Amy16 Rzeszów? Ja tez :P Do którego liceum sie wybierasz? :)
Qrcze, ja tez ide do LO do 1 klasy i sie stresuje :wink: Własnie sobie uswiadomiłam, ze wsród kumpel w gimie nie krępowałam sie jesc :wink: Na dodatek jak sie kupiło obwarzanka albo pysia, to zawsze sie jakis "sęp" doczepił - zawsze mniej kcal dla mnie, wiec "łaskawie" dawałam sobie podezrec :lol: A teraz przynajmniej tymczasowo nie bedzie "sępów" póki sie wszyscy nie zkumplują :twisted:
o,dziewczynki,jak nas dużo w tym samaym wieku :) ja w gimnazjum tez jakos nie mogłam sie przemóc,wydawało mi sie ze każdy na mnie patrzy jak jem,od razu miałam wrażenie ze sie ubrudziłam na twarzy albo coś(psychoza....hehehe).Myślę,że w szkole trzeba coś jeść,bo wysiłek umysłowy zabiera móstwo kcal tych naprzykład potrzebnych do ogrzania ciałka,i wogóle gorzej sie skupić itp..Dobre są takie jogurciki w butelkach zakręcanych,można sobie popijać po trochu na każdej przerwie,zje sie nie dużo a nie będzie sie głodnym.Kanapaki też są dobre moim zdaniem a wcale nie mają dużo wiecej kcal niż taki np Kubuś(to oczywiście zalezy z czym ta kanapka).Tak swoją drogą to będąc na diecie juz pod koniec 3 klasy gimnazjum na drugie sniadanko w szkole zjadłąm np Snickersa Crunchera(200kcal a ma zdrowe orzeszki,jest pożywny i syci),Kinder Mleczną kanapkę albo jakiegoś zbożowego.
z tym pitnym jogurcikiem to dobry pomysl...ja ide do 3 kl liceum wiec juz mam sepy w klasie wiec dobrze :))))) bedzie mniej! a i inni tez zadowoleni...

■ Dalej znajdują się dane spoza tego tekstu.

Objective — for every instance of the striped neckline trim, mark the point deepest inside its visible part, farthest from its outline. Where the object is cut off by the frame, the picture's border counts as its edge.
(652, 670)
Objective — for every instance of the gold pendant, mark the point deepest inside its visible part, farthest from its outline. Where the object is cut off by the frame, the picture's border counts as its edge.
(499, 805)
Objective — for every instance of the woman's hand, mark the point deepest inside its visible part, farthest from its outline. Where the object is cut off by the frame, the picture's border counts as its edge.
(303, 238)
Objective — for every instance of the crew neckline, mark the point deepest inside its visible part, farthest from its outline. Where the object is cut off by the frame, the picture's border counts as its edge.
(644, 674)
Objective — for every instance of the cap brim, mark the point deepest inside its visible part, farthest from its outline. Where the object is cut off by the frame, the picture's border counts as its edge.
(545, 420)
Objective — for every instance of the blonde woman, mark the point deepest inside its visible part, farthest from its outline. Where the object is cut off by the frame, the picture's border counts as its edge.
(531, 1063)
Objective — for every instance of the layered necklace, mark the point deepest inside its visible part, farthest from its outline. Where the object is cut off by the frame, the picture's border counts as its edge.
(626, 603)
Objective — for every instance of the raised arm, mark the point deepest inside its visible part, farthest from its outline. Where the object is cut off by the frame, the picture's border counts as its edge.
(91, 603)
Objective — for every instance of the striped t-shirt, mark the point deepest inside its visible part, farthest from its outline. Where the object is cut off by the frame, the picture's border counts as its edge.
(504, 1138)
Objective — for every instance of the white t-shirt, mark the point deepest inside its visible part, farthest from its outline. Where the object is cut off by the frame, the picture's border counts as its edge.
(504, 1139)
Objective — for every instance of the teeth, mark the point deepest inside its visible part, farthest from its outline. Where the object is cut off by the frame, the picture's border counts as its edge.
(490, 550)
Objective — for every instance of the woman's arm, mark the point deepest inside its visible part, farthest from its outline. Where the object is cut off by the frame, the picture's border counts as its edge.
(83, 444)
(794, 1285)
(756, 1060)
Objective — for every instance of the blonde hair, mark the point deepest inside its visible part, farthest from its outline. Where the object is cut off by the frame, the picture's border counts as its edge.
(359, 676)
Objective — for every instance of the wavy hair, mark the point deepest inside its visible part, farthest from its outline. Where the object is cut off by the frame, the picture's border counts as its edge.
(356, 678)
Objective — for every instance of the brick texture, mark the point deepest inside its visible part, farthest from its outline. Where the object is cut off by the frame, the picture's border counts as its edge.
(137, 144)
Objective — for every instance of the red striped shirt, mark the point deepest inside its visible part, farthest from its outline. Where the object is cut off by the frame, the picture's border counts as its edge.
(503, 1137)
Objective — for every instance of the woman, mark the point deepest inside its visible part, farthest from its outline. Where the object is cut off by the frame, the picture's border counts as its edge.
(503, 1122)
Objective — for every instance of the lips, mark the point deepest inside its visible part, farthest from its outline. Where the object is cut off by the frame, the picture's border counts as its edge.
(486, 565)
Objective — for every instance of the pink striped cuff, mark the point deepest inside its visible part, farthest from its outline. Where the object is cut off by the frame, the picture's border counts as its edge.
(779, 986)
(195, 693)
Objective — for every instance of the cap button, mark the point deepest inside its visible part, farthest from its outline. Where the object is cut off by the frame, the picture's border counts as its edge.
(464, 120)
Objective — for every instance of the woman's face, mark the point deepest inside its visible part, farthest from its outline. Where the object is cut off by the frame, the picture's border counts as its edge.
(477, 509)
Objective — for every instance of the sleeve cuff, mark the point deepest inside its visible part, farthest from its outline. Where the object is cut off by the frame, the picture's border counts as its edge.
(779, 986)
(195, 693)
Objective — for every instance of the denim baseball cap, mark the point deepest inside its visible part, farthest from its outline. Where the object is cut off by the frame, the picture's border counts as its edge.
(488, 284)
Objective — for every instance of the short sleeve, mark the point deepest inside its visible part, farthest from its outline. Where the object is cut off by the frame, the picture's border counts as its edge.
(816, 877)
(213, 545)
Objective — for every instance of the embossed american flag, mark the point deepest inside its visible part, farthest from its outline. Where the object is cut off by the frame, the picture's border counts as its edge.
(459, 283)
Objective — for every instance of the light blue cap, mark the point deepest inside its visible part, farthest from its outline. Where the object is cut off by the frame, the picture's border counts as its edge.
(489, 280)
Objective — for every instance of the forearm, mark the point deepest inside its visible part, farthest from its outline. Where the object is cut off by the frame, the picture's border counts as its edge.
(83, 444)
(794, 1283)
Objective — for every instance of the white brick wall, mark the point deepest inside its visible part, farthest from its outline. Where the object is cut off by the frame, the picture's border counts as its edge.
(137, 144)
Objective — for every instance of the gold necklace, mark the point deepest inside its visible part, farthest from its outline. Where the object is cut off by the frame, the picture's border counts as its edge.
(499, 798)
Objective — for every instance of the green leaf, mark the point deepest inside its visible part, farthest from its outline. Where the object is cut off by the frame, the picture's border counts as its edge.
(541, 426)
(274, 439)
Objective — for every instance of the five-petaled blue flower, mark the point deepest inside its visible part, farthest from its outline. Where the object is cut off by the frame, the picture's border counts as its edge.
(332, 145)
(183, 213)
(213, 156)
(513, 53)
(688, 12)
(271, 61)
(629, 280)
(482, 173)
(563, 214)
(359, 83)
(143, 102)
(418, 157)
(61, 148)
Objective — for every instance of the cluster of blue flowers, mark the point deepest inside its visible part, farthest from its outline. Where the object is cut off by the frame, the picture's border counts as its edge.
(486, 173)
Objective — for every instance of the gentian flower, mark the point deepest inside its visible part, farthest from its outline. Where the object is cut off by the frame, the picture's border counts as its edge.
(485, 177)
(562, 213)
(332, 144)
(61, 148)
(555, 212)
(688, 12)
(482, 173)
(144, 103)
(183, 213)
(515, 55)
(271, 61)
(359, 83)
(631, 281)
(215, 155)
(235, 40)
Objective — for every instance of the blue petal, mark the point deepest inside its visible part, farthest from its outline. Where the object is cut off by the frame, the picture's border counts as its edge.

wiem ze to glupie i smieszne ale ja uwielbiam gerberki:D takie deserki dla dzieci :D no i one sa w sloiczkach zakrecanych nie to co wiekszosc jogurtow, jest full smakow i maja kolo 40-70 kcal w 100g zaleznie od rodzaju, a mnie syca strrrasznie najwieksze opakowanie ma chyba 190g wiec maximum 133kcal cale danko a ja taki wielki sloiczek to minimum na dwa razy biore:) tak sobie mysle ze to jest ok bo mozna zakrecic i podzerac co kilka przerw :lol: :lol: :lol:
jakie sa smaki badz rodzaje tych gerberkow?? chcem wyprobowac... aha i ktory ma ile kcal?
pozdrawiam
A tam, ja tez uwielbiam przeciery owocowe, nie tylko gerberki, ale rzeczywiscie troche nie wypada juz teraz tego podzerac :lol:
Ja ostatnio w supermarkecie uległam bo normalnie nie mogłam sie opanować i kupiłam sobie Pudding Czekoladowy z serii smaki świata...Sama się z siebie smiałam potem hehe...A i wczesniej zdazało się ze capnęłam jakieś gruszki albo zupkę jarzynową...Nie jesteście same :)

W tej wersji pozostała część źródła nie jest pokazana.